Après la conférence de Stockholm en 1992, l’Unesco a créé un programme, le programme MAB (Man and biosphere : l’homme et la biosphère) qui repose sur un système de ce type. On crée une zone, un noyau dur de protection totale, avec autour des zones tampons, et plus élargie, une zone d’action, de développement, mais durable. Cela permet de créer des noyaux durs de protection, où la nature ne doit subir aucune intervention humaine. La nature sait mieux faire que l’homme. Vous avez vu le virus du Covid, comment il varie en permanence ? Il s’adapte sans cesse… La nature sait faire.

En tout cas, la lecture de votre livre a remis en cause pas mal d’idées reçues que je pouvais avoir sur l’écologie.

Roland Albignac : C’est le plus beau compliment que vous pouviez me faire ! C’est très gratifiant, parce que si j’ai pu vous convaincre, vous, j’espère que j’en ai convaincu plusieurs. Je regrette que des gens comme René Dumont justement n’aient pas été davantage écoutés à l’époque. Le gros problème c’est qu’il faut que les États aient une vision globale, qu’il y ait un arbitrage entre l’économique, le social et l’environnemental au niveau des pays.

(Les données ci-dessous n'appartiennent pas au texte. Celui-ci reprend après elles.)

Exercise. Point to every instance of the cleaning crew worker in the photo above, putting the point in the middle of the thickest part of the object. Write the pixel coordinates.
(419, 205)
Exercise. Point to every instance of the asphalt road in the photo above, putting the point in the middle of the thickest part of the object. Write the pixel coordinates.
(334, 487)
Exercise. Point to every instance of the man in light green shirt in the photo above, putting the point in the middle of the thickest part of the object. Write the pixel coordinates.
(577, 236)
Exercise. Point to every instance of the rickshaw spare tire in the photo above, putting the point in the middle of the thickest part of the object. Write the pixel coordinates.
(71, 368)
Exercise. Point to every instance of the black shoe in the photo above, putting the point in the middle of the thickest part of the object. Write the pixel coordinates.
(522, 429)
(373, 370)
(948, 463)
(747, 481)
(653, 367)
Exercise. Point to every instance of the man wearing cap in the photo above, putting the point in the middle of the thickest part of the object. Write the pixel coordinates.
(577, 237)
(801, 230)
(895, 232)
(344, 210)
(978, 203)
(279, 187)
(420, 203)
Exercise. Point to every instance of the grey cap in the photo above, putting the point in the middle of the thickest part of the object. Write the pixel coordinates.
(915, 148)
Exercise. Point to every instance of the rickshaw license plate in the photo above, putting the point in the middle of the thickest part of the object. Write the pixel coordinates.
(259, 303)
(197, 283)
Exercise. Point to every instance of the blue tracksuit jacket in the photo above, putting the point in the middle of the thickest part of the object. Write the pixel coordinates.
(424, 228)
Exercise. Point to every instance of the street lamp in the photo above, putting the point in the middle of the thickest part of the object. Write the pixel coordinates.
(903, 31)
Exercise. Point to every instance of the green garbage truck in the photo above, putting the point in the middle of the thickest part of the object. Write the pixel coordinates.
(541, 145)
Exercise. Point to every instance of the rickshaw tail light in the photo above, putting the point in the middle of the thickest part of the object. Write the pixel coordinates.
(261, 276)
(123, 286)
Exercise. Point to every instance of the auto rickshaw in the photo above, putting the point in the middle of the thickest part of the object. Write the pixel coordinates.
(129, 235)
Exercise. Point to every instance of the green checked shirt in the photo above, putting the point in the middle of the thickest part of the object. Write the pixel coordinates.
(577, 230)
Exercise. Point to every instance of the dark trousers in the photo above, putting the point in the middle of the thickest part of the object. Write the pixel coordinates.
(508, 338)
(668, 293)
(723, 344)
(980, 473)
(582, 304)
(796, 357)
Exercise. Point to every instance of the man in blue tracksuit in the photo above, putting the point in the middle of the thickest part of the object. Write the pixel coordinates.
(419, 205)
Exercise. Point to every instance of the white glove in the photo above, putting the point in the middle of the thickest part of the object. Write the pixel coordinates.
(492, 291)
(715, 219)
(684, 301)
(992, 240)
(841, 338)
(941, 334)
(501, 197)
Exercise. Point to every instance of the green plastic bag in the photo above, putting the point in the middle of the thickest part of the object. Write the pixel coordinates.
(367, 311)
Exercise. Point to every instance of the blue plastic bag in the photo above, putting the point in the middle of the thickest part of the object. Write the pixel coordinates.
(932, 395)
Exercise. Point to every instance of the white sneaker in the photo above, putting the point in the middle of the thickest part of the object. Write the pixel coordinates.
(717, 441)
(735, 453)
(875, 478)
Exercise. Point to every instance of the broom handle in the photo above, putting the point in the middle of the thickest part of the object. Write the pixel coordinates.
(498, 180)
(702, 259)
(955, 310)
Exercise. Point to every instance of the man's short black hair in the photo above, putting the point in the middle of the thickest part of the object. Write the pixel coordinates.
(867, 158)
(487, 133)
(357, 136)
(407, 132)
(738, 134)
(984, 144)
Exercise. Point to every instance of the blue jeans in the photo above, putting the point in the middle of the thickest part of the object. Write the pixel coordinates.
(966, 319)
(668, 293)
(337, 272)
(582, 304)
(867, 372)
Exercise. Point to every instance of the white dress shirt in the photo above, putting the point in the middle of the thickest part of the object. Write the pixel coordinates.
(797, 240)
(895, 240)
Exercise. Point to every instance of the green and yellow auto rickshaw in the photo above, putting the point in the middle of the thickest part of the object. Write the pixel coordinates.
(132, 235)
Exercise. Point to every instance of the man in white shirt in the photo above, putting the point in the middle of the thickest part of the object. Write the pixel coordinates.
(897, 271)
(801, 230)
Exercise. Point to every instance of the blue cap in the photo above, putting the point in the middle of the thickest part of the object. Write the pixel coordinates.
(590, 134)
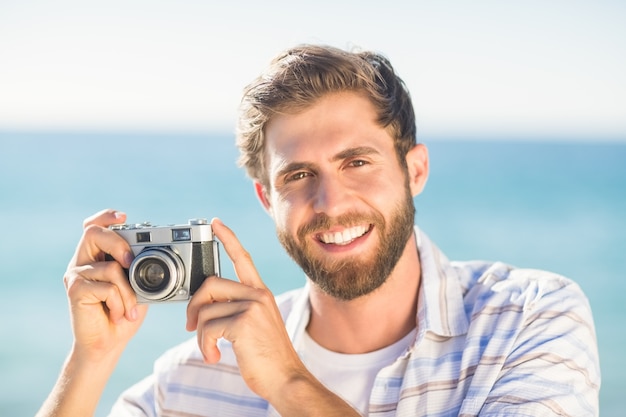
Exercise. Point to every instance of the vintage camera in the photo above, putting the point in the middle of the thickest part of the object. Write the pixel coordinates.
(171, 262)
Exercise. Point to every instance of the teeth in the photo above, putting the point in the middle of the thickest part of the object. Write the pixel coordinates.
(344, 237)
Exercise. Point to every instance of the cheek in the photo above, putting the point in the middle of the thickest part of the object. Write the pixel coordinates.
(284, 213)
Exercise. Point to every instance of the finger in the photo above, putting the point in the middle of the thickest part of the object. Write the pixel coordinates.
(105, 218)
(217, 290)
(111, 272)
(98, 240)
(242, 261)
(208, 336)
(88, 293)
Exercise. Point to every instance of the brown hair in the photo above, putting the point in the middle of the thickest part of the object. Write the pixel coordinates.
(301, 75)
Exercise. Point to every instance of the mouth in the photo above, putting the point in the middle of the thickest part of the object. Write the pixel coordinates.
(344, 237)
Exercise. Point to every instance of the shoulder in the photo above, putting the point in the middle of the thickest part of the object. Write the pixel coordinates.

À l’échelle mondiale, il faudrait une structure beaucoup plus performante que l’actuel programme des Nations Unies pour l’environnement, le PNUE, avec plutôt une organisation du type OMC (l’Organisation mondiale du commerce). C’est-à-dire une structure d’arbitrage très forte entre les trois piliers du développement durable (l’économie, le sociétal et l’environnemental), et dotée de moyens équivalents à l’OMC sur le plan financier et de l’expertise scientifique. La recherche est beaucoup trop orientée, elle met des œillères, elle voit de plus en plus petit. Il faudrait de temps en temps – j’appelle ça l’effet zoom – revenir à une vision plus générale, pour ensuite restituer le détail, pour savoir comment le détail fonctionne par rapport au général.